I tried to do the following, but tag.readAsync doesn't allow passing in parameters

Doesn't work
def onTagChange(initialChange, newValue, previousValue, event, executionCount):
	if (
	not initialChange 
	and newValue is not None 
	and newValue.value != previousValue.value
	#and executionCount % 2 == 0 #filters out odd repeating onTagChange
	):
		value = newValue.value
		tagPathStr = str(event.tagPath)
		tagName = tagPathStr.split("/")[-1]
		#print("New Value: ", newValue.value)
		#print("tagPath: ", tagPathStr)
		#test = system.tag.readBlocking(["[.]Zipper Entries/Frac Pin"], 1000)
		if isinstance(value, bool) and tagName.endswith("Pin Ok"):
			general.PinChange(tagName)

# in Project Library "general"

def PinChange(tagName):
	getFracWell(12, tagName)

def getFracWell(numWells, tagName):
	base = "[IPC Demo]Pad/Well"
	placeFrac = "/HMI/Modes/Frac"
	removeFrac = "/HMI/Modes/Remove Frac"
	balldrop = "/HMI/Modes/Balldrop Frac"
	
	paths = []
	
	for x in range(numWells):
		i = x + 1
		paths.append(base + str(i) + placeFrac)
		paths.append(base + str(i) + removeFrac)
		paths.append(base + str(i) + balldrop)
	
	system.tag.readAsync(paths, _callback(tagName, numWells))

def _callback(results, tagName, numWells):
	for x in range(numWells):
		placeVal   = results[x*3].value
		removeVal  = results[x*3 + 1].value
		balldropVal= results[x*3 + 2].value
		
		if placeVal or removeVal or balldropVal:
			_pinChange(x + 1, tagName)

def _pinChange(wellNum, tagName):
	if wellNum and wellNum != 0:
		wellNameTag = "[IPC Demo]Pad/Well" + str(wellNum) + "/Last Known Name"
		wellName = system.tag.readBlocking([wellNameTag])[0].value
		action = ""
		pin = 0
		FracName = ""
		VtName = ""
		WlName = ""
		WsmName = ""
		
		prefix = tagName.replace(" Pin Ok", "")

		if (prefix == "Frac"):
			action = "Frac pin entered"
			pin = system.tag.readBlocking(["[IPC Demo]Zipper Pins/Frac Pin"])[0].value
			if pin != 0:
				FracName = findUserName(pin, "FRAC")	
			#print(pin)
		elif (prefix == "VT"):
			action = "Valvetech pin entered"
			pin = system.tag.readBlocking(["[IPC Demo]Zipper Pins/VT Pin"])[0].value
			if pin != 0:
				VtName = findUserName(pin, "VT")		
		elif (prefix == "Wline"):
			action = "Wireline pin entered"
			pin = system.tag.readBlocking(["[IPC Demo]Zipper Pins/Wline Pin"])[0].value
			if pin != 0:
				WlName = findUserName(pin, "WIRELINE")
		elif (prefix == "WSM"):
			action = "WSM pin entered"
			pin = system.tag.readBlocking(["[IPC Demo]Zipper Pins/WSM Pin"])[0].value

			if pin != 0:
				WsmName = findUserName(pin, "WSM")
		else:
			print("Zipper Pin tag change didn't find any Pin Ok")
		
		if pin != 0:
			namedQuery = "Insert User Action"
			queryParams = {"wellNum": wellNum, "wellName": wellName, "action": action, "pin": pin, "frac": FracName, "wsm": WsmName, "wl": WlName, "vt": VtName, "wellPressure": "", "fracPressure": ""}
			system.db.execUpdate(namedQuery, queryParams)

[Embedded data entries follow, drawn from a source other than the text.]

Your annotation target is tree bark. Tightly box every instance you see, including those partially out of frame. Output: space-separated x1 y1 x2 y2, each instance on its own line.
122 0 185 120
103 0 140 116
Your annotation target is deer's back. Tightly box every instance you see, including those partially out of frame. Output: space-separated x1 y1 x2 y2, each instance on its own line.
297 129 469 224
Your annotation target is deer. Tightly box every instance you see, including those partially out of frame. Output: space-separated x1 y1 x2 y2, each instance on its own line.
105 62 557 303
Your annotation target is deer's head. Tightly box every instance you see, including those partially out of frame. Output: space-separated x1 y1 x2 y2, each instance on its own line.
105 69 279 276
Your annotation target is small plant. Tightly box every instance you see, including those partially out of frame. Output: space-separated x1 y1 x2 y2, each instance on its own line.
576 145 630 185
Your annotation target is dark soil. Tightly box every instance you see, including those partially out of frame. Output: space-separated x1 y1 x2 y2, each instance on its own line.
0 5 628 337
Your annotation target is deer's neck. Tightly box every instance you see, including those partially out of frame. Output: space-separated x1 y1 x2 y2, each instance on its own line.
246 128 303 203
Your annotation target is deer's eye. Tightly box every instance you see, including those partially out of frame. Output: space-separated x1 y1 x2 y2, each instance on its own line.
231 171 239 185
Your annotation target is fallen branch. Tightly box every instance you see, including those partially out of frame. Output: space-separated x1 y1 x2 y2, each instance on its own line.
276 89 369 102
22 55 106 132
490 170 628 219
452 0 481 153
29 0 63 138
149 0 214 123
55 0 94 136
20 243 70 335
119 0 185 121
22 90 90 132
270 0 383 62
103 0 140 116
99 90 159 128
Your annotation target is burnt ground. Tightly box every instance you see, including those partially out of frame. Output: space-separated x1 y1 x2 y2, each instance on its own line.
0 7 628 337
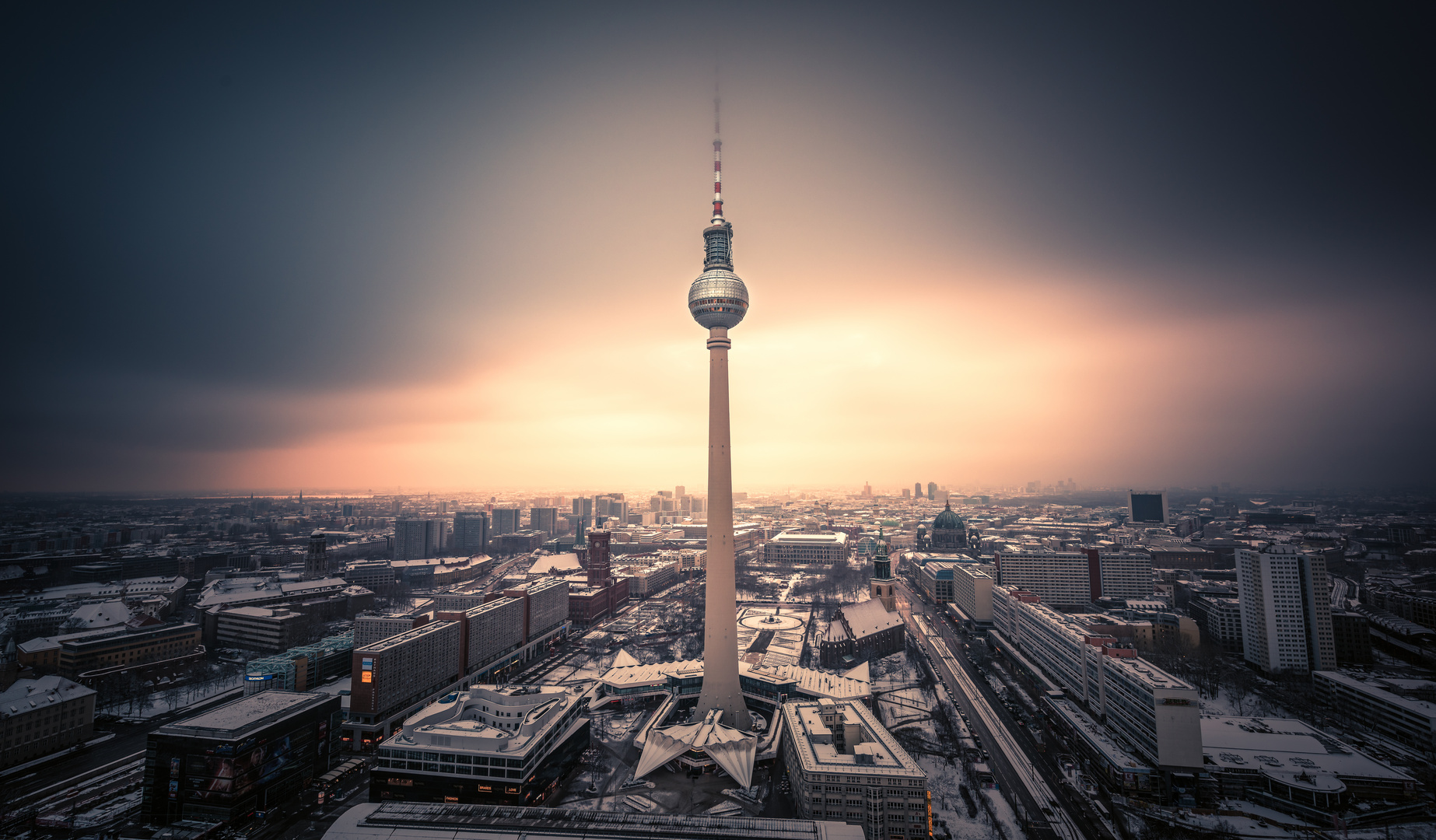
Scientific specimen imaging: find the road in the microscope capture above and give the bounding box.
[247,772,369,840]
[899,586,1112,840]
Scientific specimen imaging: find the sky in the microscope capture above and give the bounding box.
[0,3,1436,491]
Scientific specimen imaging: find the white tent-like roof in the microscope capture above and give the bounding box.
[633,709,758,787]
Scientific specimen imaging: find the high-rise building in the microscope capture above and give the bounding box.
[1236,543,1337,674]
[489,499,522,536]
[394,517,443,560]
[528,507,559,534]
[454,509,489,555]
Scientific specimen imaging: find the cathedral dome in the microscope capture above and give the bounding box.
[932,501,965,531]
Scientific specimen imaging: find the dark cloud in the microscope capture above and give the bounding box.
[0,5,1436,487]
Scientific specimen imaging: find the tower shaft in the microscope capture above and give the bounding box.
[698,327,752,731]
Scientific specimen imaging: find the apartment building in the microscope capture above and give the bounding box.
[762,531,847,565]
[369,685,589,806]
[952,563,995,628]
[16,616,202,679]
[1186,594,1242,653]
[779,699,932,840]
[0,674,95,768]
[1236,543,1337,674]
[913,558,962,603]
[993,586,1202,787]
[1311,670,1436,754]
[993,548,1153,606]
[355,613,429,648]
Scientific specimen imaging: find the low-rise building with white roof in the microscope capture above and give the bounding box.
[781,699,932,840]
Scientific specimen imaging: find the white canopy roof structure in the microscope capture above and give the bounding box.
[633,709,758,787]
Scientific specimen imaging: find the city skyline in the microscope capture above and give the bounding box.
[0,7,1436,491]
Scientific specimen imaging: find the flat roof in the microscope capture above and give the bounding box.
[155,689,333,740]
[1202,715,1414,782]
[783,699,928,779]
[1312,670,1436,720]
[358,621,458,653]
[324,803,863,840]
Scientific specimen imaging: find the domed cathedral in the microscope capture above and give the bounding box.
[930,501,968,551]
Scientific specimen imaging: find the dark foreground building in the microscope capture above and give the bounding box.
[144,691,341,824]
[323,803,863,840]
[369,685,589,806]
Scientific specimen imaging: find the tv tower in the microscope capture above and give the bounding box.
[688,82,752,733]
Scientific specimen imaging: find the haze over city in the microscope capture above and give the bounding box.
[0,5,1436,492]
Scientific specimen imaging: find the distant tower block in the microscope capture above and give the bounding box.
[688,83,752,733]
[304,531,329,580]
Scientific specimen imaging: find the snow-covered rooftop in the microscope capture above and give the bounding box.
[1202,715,1412,781]
[155,689,331,740]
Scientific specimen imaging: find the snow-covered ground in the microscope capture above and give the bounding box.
[98,675,244,718]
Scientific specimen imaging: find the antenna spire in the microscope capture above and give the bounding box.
[713,65,723,224]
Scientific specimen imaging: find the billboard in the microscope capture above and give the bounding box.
[1127,490,1168,526]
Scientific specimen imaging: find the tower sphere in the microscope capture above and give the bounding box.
[688,268,748,329]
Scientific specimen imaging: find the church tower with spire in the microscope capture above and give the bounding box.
[869,527,898,611]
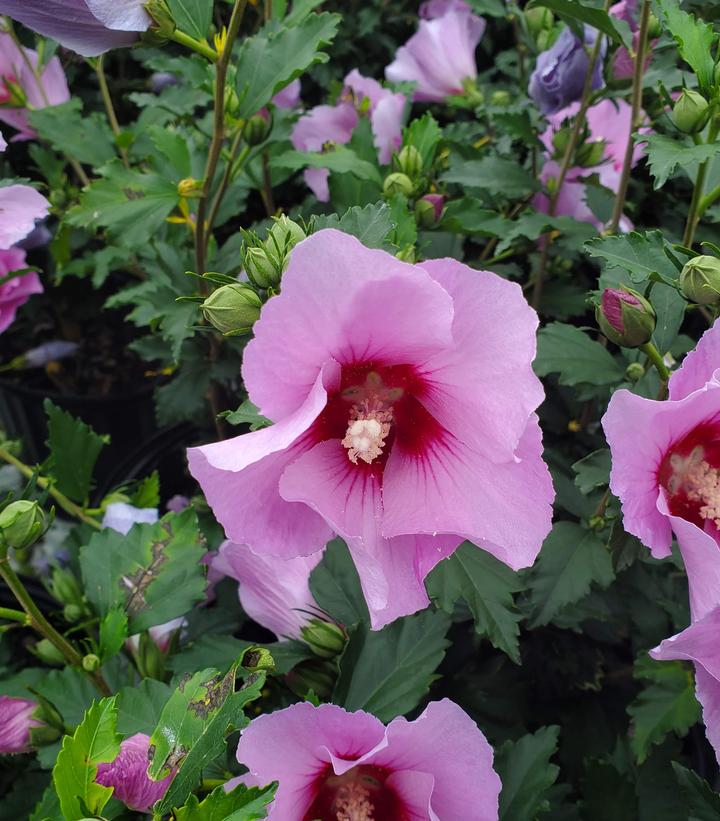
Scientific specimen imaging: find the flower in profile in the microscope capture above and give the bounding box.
[0,247,43,333]
[385,9,485,103]
[528,26,606,116]
[95,733,173,812]
[236,699,501,821]
[0,32,70,140]
[188,230,553,629]
[209,541,322,639]
[0,0,150,57]
[0,696,42,755]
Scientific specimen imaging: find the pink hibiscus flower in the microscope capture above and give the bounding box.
[188,230,553,628]
[385,10,485,103]
[231,699,501,821]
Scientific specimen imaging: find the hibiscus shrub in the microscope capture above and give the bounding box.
[0,0,720,821]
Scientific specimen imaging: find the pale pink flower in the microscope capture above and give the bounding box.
[0,32,70,140]
[0,696,42,755]
[210,541,322,639]
[0,247,43,333]
[95,733,173,812]
[385,11,485,103]
[189,230,553,628]
[237,699,501,821]
[0,0,150,57]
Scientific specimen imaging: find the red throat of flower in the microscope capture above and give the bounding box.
[303,764,408,821]
[658,422,720,529]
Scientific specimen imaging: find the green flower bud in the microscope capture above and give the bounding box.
[300,619,347,659]
[383,171,415,197]
[395,145,423,180]
[0,499,45,550]
[672,88,709,134]
[595,288,656,348]
[680,254,720,305]
[200,282,262,334]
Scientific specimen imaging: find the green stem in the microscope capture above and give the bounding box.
[610,0,650,234]
[170,29,220,63]
[0,447,102,530]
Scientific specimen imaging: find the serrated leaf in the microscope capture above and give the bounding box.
[174,782,277,821]
[53,698,120,821]
[80,508,206,635]
[533,322,625,385]
[236,13,341,118]
[332,610,450,721]
[43,399,110,503]
[527,522,615,627]
[494,726,560,821]
[425,542,522,664]
[627,658,700,763]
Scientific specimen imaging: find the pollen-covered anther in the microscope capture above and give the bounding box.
[342,408,392,465]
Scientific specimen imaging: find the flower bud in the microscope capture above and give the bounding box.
[0,499,45,550]
[300,619,347,659]
[243,109,272,145]
[595,288,656,348]
[0,696,42,755]
[672,88,709,134]
[200,282,262,334]
[395,145,423,180]
[680,254,720,305]
[383,171,415,197]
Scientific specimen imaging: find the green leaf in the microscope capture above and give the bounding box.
[174,783,277,821]
[627,657,700,763]
[425,542,522,664]
[148,660,265,815]
[167,0,214,40]
[572,448,610,496]
[637,134,720,191]
[236,13,341,117]
[526,0,632,48]
[672,761,720,821]
[80,508,206,635]
[534,322,625,385]
[494,726,560,821]
[332,610,450,721]
[53,698,120,821]
[527,522,615,627]
[28,97,117,168]
[310,539,370,626]
[657,0,717,95]
[43,399,110,503]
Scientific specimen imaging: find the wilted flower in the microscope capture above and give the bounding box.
[0,696,42,755]
[0,32,70,139]
[0,0,150,57]
[210,541,322,639]
[95,733,173,812]
[528,26,606,115]
[189,230,553,628]
[0,247,43,333]
[385,10,485,103]
[237,699,501,821]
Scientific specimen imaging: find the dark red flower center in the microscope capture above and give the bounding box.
[658,421,720,528]
[303,764,408,821]
[313,361,442,471]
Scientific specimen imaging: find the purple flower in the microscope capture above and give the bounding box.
[95,733,173,812]
[0,247,43,333]
[210,542,322,639]
[231,699,501,821]
[188,230,553,629]
[385,11,485,103]
[0,0,150,57]
[0,696,42,755]
[528,26,606,116]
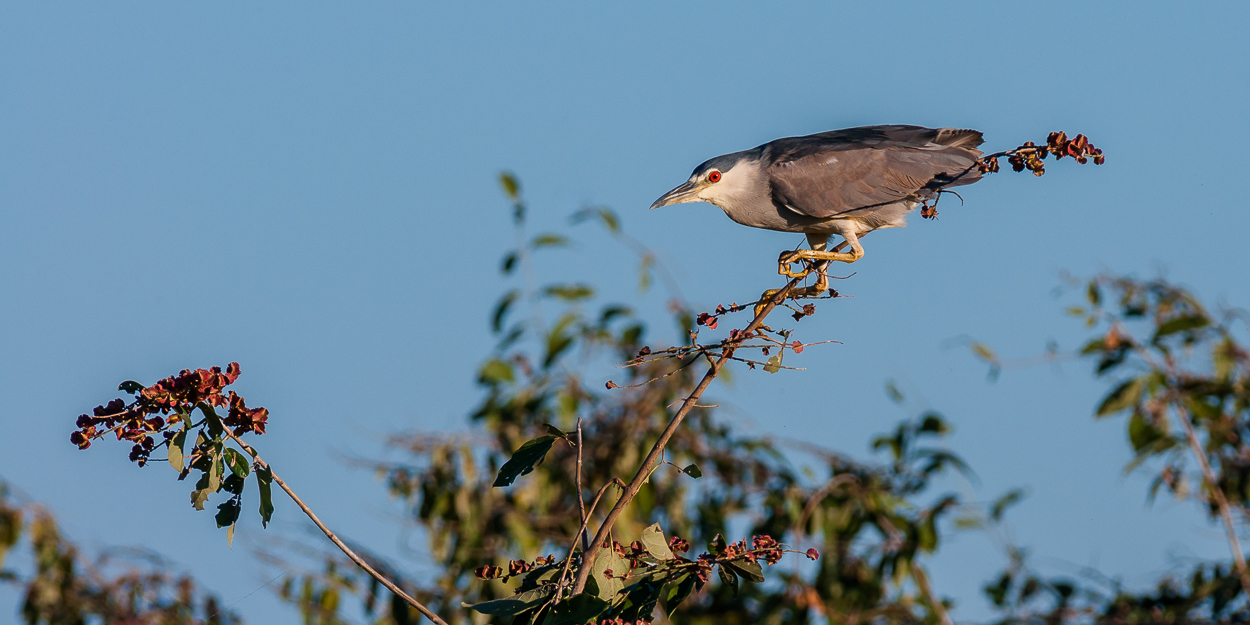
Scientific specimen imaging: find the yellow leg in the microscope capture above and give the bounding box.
[755,231,864,314]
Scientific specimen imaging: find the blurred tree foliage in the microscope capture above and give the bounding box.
[17,176,1250,625]
[263,186,1250,624]
[0,481,240,625]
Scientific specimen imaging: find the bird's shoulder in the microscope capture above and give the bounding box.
[760,125,981,218]
[758,124,983,168]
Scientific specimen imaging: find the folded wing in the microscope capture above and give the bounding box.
[761,126,983,219]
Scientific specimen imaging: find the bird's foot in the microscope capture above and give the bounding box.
[778,250,811,278]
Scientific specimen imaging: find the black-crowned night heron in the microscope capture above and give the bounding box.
[651,126,981,296]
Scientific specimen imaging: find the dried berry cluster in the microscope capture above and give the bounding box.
[572,619,651,625]
[70,363,269,466]
[473,555,555,583]
[669,536,690,554]
[975,133,1106,177]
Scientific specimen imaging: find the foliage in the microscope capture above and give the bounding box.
[268,176,964,624]
[0,483,240,625]
[70,363,274,543]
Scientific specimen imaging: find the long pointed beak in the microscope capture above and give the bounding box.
[651,180,703,210]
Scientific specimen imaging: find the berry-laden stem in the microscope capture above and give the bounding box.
[573,276,803,595]
[225,428,448,625]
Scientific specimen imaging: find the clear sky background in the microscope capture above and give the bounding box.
[0,1,1250,624]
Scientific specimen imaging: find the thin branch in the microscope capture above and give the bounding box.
[1110,316,1250,594]
[911,561,955,625]
[573,278,803,595]
[574,415,590,551]
[551,478,625,600]
[225,428,448,625]
[1173,398,1250,595]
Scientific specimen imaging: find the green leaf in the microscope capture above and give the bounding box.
[1150,315,1210,343]
[543,284,595,301]
[490,289,521,334]
[1094,376,1146,416]
[885,380,906,404]
[191,489,213,510]
[716,564,738,596]
[1081,336,1106,356]
[493,435,555,488]
[916,515,938,554]
[478,358,516,386]
[221,448,251,479]
[460,588,551,616]
[664,573,698,619]
[543,424,574,445]
[614,575,664,623]
[543,593,611,625]
[256,466,274,528]
[530,233,569,250]
[209,448,225,493]
[216,498,243,528]
[169,430,186,473]
[725,560,764,584]
[590,548,630,601]
[643,522,675,560]
[1129,411,1165,451]
[499,171,521,201]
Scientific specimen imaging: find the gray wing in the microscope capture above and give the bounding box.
[760,126,981,219]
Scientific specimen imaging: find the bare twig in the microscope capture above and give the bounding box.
[225,428,448,625]
[573,278,803,595]
[574,415,590,551]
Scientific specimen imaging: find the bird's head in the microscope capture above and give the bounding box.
[651,153,759,210]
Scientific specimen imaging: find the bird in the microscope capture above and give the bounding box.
[651,125,983,301]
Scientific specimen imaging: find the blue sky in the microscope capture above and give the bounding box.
[0,3,1250,623]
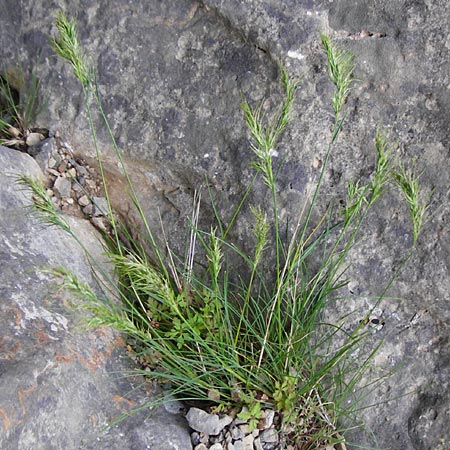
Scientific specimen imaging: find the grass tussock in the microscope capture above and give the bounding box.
[17,13,426,449]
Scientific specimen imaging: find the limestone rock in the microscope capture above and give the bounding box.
[0,147,191,450]
[186,408,233,436]
[0,0,450,450]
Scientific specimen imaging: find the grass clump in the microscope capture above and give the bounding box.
[0,68,48,151]
[22,13,426,449]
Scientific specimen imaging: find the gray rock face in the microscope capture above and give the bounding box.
[0,147,191,450]
[0,0,450,450]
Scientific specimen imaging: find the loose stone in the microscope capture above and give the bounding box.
[83,203,94,216]
[186,408,232,435]
[209,443,223,450]
[78,195,91,206]
[242,434,255,450]
[230,427,245,441]
[25,133,45,147]
[191,431,200,447]
[53,177,72,197]
[92,197,108,217]
[261,428,278,444]
[194,444,208,450]
[253,438,264,450]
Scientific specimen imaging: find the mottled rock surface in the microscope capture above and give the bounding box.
[0,146,191,450]
[0,0,450,450]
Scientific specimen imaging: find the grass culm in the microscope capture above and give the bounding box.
[18,13,426,449]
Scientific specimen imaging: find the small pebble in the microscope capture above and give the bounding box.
[233,440,244,450]
[209,443,223,450]
[53,177,72,197]
[191,431,200,447]
[47,157,58,169]
[25,133,45,147]
[253,438,264,450]
[67,167,77,178]
[78,195,91,206]
[261,428,278,444]
[242,434,255,450]
[194,444,208,450]
[83,203,94,216]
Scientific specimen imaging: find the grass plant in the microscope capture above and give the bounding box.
[0,68,42,150]
[18,13,426,449]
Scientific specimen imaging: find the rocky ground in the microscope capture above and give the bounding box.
[0,0,450,450]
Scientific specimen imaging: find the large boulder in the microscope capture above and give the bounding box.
[0,0,450,450]
[0,146,191,450]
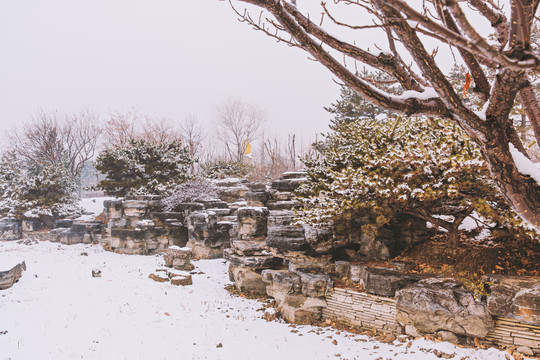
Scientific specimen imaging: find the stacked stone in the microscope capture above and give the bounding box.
[223,207,281,294]
[163,245,194,271]
[48,219,103,245]
[186,209,234,259]
[262,269,334,325]
[103,195,187,254]
[224,172,333,324]
[0,217,22,240]
[267,171,306,210]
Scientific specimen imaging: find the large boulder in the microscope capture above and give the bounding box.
[0,218,22,240]
[272,177,306,191]
[163,246,193,271]
[484,276,540,325]
[229,264,266,295]
[358,266,422,297]
[103,199,124,220]
[266,225,307,251]
[262,270,331,324]
[396,278,495,339]
[0,261,26,290]
[21,219,43,232]
[304,225,334,254]
[245,190,270,207]
[223,248,281,270]
[236,207,270,239]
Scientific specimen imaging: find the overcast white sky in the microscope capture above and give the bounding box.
[0,0,339,146]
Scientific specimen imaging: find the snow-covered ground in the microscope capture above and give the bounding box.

You can use lambda to make a closure that captures args from the calling scope.
As in:

system.tag.readAsync(paths, lambda results: _callback(results, tagName, numWells))

So I ended up finding my issue. Rookie MQTT mistake.

I found by using a direct tag bind to a tag that for the mqtt historian tag I had to use a different tag than the one listed in the mqtt engine. What lead me down this path was reading the mqtt docs and there were two different ways to setup the edge historian for tag data. One of them pointed out that the edge historian bypassed the tag change historian. This got me wondering if this resulted in an odd historian tag. Sure enough this was the case. I added a new Param to my view for this different path and passed it to all of my Graphs.